第9話

『俺がどうにかして守ってやるから。』


 私はその時初めて胸の奥がくーっと締め付けられる感覚を覚えた。やっぱり恋だなと改めて西原くんを好きだと思った。冷静に考えると、西原くんが言ったことはかなりナルシストな発言だと思ったが、私を心配して言ってくれたことであり、そんなことはどうでもいいなと思った。


 2年生の初夏。私は塾に行こうか迷っていた。いくら難関と呼ばれる中学受験を乗り越えたからと言っても小学校と中学校の勉強は全然違う。そんな時に、西原くんと2人で帰ることがあった。私が塾を迷っているということをさりげなく言うと、

「俺と同じところくれば良いじゃん。俺は個別だけど動画で受けられるやつもあるし。自習スペースも結構あるよ。」

 と、アドバイスしてくれた。家に帰って、お母さんに話すとちょうどお母さんもその塾を考えてたらしくすぐに見学に行く事が決まった。

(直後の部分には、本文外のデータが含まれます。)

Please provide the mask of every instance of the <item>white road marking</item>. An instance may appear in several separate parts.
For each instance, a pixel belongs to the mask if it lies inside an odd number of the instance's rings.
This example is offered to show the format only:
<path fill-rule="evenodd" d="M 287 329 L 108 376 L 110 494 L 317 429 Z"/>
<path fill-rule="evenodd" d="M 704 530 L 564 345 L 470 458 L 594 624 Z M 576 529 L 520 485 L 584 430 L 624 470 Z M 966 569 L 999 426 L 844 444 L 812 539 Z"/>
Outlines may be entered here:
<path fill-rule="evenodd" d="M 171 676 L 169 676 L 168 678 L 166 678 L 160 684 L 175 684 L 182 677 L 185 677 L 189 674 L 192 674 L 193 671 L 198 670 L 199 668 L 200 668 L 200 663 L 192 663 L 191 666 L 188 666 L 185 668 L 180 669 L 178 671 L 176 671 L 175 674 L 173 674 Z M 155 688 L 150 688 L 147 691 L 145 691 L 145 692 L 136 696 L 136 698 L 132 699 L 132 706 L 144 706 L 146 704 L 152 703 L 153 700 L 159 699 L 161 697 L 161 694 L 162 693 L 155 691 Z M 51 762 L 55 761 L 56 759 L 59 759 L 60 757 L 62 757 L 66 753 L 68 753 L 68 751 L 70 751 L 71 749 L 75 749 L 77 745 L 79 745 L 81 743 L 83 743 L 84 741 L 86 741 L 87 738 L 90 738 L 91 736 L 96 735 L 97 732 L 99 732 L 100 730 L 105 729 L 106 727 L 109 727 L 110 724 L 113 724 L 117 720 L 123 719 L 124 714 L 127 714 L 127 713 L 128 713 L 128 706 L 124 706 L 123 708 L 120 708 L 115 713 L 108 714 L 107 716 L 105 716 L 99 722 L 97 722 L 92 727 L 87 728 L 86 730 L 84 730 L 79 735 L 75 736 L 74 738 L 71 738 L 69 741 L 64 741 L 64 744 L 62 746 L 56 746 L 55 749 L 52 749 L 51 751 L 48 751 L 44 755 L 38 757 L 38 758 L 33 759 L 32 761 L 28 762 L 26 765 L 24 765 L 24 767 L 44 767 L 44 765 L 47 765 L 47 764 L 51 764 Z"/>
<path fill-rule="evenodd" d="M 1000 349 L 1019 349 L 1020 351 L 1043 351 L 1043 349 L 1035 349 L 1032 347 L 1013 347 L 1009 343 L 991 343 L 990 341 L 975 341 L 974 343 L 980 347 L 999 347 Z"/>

 その後、見学を終え西原君と同じ塾に行く事が決まり、西原君にもその旨を伝えると、

「明日来る?一緒に自習しよ?」

 私は、心臓が飛び出るくらい嬉しいのを顔に出さないように、

「うん。いいよ。」

 と、平静を装って応えた。


 そして、次の日を楽しみにその日は2人で帰った。